CrowdStrike Holdings (CRWD 3.19%) has had a fantastic beginning to 2023. After only 2.5 months of the new year, equities are up over 20% from where they started but still down over 20% from where they were at this time last year. This includes an increase after the business reported financial results for the fiscal year 2023 fourth quarter. (the three months ended January 2023, mostly corresponding to the calendar year 2022).
CrowdStrike’s advice for the next year, on the other hand, was much more important than the last three months. This cybersecurity leader is becoming an even more important player in the industry, and it’s aiming to catch up to Palo Alto Networks and Fortinet in terms of pure-play income. During the bear market, CrowdStrike stock has had a hard time. Is it time to start buying things again?
A great ending to a terrible year
CrowdStrike had a tough business year in 2023. Even though inflation was high and the U.S. Federal Reserve was raising interest rates quickly to try to cool down the economy, the company kept growing quickly. CrowdStrike ended its fiscal year 2023 with $637 million in sales, which was a 48% increase from the previous year. Annualized recurring revenue (ARR), a measure that subscription software-as-a-service businesses use, also grew by 48% and reached $2.56 billion by January 2023.
Using generally accepted accounting standards (GAAP), the net loss for the quarter was $47.5 million, while the net loss for the same quarter last year was $42 million. Free cash flow, which is a measure of adjusted profit, was $210 million, which is up 65% from the year before. Employee stock-based pay, which was $152 million in Q4, was a big part of the difference between the two numbers. In Q4 of the previous year, CrowdStrike gave out $92.6 million in stock-based compensation, so this increase wasn’t exactly good news.
Still, on a per-share basis (which includes the effect of stock-based pay, which dilutes the value of each share), CrowdStrike continues to grow quickly and make money for its shareholders. If free cash flow keeps going up, I think management will start buying back some of the stock to give to owners.
There are no signs that this growth cycle for desktop security will slow down.
Cybersecurity is a long-term growth trend, and endpoint security (for devices, especially those that access an organization’s data and apps afar) is an especially important market in today’s mobile-first world. There is no end in sight to CrowdStrike’s growth by more than 10% every year.
For the fiscal year 2024, management thinks that sales will be between $2.955 billion and $3.015 billion, which means that at the midpoint of the projection, sales will have grown by 33%. CEO George Kurtz and the top team said again that their goal is for ARR to reach $5 billion by the end of the fiscal year 2026 and for the adjusted operating profit margin to reach at least 20% by the end of the fiscal year 2025. The profit margin, after being changed, was 16% last year.
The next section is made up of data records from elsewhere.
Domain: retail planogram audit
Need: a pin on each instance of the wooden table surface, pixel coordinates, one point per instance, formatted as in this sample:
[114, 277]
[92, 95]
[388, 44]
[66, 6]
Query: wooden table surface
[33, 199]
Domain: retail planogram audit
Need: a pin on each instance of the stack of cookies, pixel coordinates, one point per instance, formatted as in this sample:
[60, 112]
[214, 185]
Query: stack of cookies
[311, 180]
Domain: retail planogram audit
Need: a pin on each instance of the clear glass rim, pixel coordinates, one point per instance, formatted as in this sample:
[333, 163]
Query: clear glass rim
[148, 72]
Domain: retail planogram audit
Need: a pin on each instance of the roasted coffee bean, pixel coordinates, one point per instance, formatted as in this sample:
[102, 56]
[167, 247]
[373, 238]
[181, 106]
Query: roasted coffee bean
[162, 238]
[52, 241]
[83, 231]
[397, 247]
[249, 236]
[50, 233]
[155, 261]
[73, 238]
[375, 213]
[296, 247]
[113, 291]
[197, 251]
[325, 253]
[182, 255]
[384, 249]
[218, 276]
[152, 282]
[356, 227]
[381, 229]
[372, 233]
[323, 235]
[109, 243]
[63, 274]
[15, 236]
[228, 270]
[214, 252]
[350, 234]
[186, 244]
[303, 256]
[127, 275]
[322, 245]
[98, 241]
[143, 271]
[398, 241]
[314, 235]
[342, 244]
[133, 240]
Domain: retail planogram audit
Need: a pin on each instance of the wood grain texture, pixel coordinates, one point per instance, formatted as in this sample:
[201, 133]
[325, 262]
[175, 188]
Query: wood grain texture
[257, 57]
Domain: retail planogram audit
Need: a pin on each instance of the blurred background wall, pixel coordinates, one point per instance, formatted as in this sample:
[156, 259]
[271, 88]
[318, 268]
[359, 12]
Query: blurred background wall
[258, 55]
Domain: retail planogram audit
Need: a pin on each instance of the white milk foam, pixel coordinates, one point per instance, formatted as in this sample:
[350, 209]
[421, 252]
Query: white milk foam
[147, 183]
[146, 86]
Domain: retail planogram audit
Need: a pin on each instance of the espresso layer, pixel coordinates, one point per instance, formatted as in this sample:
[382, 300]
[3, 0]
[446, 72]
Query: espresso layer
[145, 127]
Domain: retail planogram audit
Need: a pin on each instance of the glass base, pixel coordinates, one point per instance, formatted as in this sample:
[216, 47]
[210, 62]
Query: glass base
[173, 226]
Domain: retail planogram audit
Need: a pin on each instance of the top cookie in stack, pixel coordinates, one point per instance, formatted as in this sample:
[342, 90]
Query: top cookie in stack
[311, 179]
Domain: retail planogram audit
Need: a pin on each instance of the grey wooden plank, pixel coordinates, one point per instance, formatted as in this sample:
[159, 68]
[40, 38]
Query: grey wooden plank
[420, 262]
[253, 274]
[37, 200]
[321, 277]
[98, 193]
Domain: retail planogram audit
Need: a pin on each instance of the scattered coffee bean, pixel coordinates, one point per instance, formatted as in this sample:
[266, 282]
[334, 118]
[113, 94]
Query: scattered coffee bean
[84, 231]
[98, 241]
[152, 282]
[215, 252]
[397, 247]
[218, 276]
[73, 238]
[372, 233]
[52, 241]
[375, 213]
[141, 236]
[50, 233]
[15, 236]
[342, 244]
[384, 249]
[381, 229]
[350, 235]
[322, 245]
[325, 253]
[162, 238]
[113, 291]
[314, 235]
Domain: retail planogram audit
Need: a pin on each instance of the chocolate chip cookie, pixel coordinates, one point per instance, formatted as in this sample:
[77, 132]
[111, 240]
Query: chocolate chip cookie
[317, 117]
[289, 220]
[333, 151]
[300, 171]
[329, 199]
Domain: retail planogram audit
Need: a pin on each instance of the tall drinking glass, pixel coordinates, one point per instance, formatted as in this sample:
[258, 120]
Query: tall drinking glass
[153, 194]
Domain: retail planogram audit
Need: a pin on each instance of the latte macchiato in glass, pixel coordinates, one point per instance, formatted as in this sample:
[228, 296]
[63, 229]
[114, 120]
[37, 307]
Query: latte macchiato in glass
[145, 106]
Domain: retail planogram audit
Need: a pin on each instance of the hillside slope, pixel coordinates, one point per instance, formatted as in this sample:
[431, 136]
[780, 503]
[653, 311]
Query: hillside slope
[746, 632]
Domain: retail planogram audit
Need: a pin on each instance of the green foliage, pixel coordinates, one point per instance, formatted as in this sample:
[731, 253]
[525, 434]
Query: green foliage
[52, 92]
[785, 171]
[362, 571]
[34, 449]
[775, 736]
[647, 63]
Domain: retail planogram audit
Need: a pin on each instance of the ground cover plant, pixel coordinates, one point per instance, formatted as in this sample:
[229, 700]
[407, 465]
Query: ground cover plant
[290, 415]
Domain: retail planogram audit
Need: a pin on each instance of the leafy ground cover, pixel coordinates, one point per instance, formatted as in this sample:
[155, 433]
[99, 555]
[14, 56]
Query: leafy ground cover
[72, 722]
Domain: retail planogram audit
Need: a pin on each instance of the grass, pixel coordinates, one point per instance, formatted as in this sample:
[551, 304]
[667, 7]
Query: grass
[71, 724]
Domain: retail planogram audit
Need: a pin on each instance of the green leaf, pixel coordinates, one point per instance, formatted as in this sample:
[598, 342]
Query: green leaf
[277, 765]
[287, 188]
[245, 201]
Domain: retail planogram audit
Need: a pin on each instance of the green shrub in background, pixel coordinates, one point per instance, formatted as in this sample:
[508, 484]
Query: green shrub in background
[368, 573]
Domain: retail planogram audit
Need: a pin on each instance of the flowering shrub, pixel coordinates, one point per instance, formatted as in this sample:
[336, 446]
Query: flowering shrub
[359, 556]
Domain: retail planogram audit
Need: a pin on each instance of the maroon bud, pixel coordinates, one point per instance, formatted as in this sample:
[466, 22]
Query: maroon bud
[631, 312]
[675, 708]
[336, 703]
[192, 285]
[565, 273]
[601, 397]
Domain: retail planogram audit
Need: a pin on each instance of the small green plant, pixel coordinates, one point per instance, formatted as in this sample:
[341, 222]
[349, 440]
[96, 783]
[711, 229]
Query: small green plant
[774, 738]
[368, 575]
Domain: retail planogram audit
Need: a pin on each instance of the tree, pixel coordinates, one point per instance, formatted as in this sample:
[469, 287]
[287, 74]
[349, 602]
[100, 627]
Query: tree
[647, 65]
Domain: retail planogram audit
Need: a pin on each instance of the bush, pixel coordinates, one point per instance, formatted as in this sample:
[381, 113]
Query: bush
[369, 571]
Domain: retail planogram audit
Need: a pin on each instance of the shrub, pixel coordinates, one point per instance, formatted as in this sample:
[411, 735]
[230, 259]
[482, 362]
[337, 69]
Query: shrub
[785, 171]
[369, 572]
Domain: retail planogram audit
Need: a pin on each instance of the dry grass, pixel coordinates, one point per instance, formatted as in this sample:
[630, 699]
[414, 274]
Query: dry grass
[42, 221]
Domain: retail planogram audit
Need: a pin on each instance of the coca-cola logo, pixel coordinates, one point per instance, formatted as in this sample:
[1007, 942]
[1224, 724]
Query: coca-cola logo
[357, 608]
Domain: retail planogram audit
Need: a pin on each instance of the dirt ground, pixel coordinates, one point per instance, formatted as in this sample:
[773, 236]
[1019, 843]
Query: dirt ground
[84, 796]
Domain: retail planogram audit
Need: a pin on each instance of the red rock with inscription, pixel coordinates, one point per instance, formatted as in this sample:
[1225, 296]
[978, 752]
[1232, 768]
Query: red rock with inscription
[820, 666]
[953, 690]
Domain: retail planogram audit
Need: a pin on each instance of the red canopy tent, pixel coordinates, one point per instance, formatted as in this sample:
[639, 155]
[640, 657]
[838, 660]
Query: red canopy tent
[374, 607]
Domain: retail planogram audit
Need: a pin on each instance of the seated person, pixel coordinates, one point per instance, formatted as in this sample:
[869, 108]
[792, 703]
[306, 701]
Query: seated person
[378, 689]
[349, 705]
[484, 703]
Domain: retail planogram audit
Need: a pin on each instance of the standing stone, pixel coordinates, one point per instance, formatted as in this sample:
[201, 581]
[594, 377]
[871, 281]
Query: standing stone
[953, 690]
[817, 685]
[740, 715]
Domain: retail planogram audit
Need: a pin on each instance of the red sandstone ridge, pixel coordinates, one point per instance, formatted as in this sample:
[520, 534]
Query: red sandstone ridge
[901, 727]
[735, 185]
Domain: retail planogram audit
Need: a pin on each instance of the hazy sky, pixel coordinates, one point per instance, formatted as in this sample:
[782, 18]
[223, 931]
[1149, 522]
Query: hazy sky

Time to buy this stock at a high price?
After the quarterly report, CrowdStrike is worth 43 times its free cash flow over the past 12 months. It’s a lot “cheaper” now than it has been for most of the time that the company has been on the stock market. While still a premium, this reflects the market’s expectation that the business will succeed in accomplishing its lofty objectives. You should only buy CrowdStrike stock if you think it will keep growing and getting better for a long time after that. Can it do so?
I think that it might. CrowdStrike and other big security software companies have been hearing from customers that they want to consolidate their list of vendors. This is in addition to the fact that cybersecurity will grow in general over the next ten years. When you bundle services, you save money and make it easier to keep an IT business secure. CrowdStrike and its list of tools, which keeps growing, help reach this goal
On the earnings call, Kurtz revealed that “emerging products” such as identity protection and LogScale contributed 116% growth in annual recurring revenue (ARR) year over year, reaching $339 million by the conclusion of the most recent fiscal year. If these new products can continue to grow, it would be a huge chance for CrowdStrike to grow, and it would also help the company make more money as these new products get better at what they do.
Since the 1980s, the cybersecurity business has been made up of many different companies that focus on different parts of the IT world. Even though I think cyber software will stay scattered, the market is ready for growth and consolidation, and CrowdStrike is in a good place to gain. There are still problems, like rising stock-based pay for employees, but the company has ways to deal with these problems over time. I think it’s time to buy this stock again after a rough year and a half.